CHAPTER XXIV.
And the citadel they call Larissa from the daughter of Pelasgus, and from two cities of that name in Thessaly, one on the coast, and one by the river Peneus. And as you go up to the citadel there is a temple of Hera Dwelling on the Heights, there is also a temple of Apollo, which Pythæus, who first came from Delphi, is said to have erected. The statue is of brass erect, and is called Apollo of the Ridgeway, for the place is called Ridge. Oracular responses, for there is an oracle there even to our day, are given in the following manner. The prophetess is debarred from marriage: and when a lamb is sacrificed every month, she tastes of the blood and becomes possessed by the god. And next to the temple of Apollo of the Ridgeway is the temple of Athene called Sharp-eyed, the votive offering of Diomede, because when he was fighting at Ilium the goddess upon one occasion took a mist from his eyes.[25] And close by is the race-course where they hold the games to Nemean Zeus and to Hera. On the left of the road to the citadel is a monument to the sons of Ægyptus. Their heads are here apart from their bodies, for the bodies are at Lerna where the murder of the young men was perpetrated, and when they were dead their wives cut their heads off, to show their father their desperate deed. And on the summit of Larissa is the temple of Larissæan Zeus, which has no roof to it: and the statue, which is made of wood, stands no longer on its base. And there is a temple of Athene well worth seeing. There are several votive offerings there, and a wooden statue of Zeus, with the usual two eyes, and a third in the forehead. This Zeus they say was the tutelary god of Priam the son of Laomedon, and was placed in his hall in the open air, and when Ilium was taken by the Greeks, it was to his altar that Priam fled for refuge. And when they divided the spoil Sthenelus the son of Capaneus got it, and placed it here. One might conjecture that the god has three eyes for the following reason. That he reigns in heaven is the universal tradition of all mankind. And that he reigns also under the earth the line of Homer proves, speaking of him as
“Zeus the lord of the under world, and dread Proserpine.”[26]

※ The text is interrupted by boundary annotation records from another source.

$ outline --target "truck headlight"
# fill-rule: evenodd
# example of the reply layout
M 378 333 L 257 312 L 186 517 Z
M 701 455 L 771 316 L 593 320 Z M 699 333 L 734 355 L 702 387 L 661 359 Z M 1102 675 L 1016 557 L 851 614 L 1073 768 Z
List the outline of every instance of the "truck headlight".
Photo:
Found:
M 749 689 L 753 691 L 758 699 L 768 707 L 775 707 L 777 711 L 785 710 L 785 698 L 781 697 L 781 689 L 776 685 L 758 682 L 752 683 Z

And Æschylus the son of Euphorion calls him also Zeus of the sea. The sculptor therefore whoever he was represented him with three eyes to denote that the god rules in these three departments of the universe.
Among the roads from Argos to various parts of the Peloponnese, is one to Tegea a town in Arcadia. On the right of this road is the mountain Lycone, full of cypress trees. And on the top of the mountain is a temple to Orthian Artemis, and there are statues of Apollo and Leto and Artemis in white stone; said to be by Polycletus. And as you go down from the mountain there is on the left of the road a temple of Artemis. And at a little distance on the right is the mountain called Chaon. And underneath it trees are planted, and manifestly here the Erasinus has its rise: for a while it flows from Stymphalus in Arcadia, as the Rheti flow from Euripus to Eleusis and so to the sea. And where the river Erasinus gushes out on the mountain-side they sacrifice to Dionysus and Pan, and keep the feast of Dionysus called Medley. And as you return to the Tegean road, you come to Cenchreæ on the right of what is called Trochus. Why it was called Cenchreæ they do not tell us, except the name came from Cenchreus the son of Pirene. There is here a general tomb of the Argives who conquered the Lacedæmonians in battle near Hysiæ. I ascertained that this battle was fought when Pisistratus was ruler at Athens, and in the 4th year of the Olympiad in which Eurybotus the Athenian won the prize in the course. And as you descend to the plain are the ruins of the town Hysiæ in Argolis, and here they say the reverse happened to the Lacedæmonians.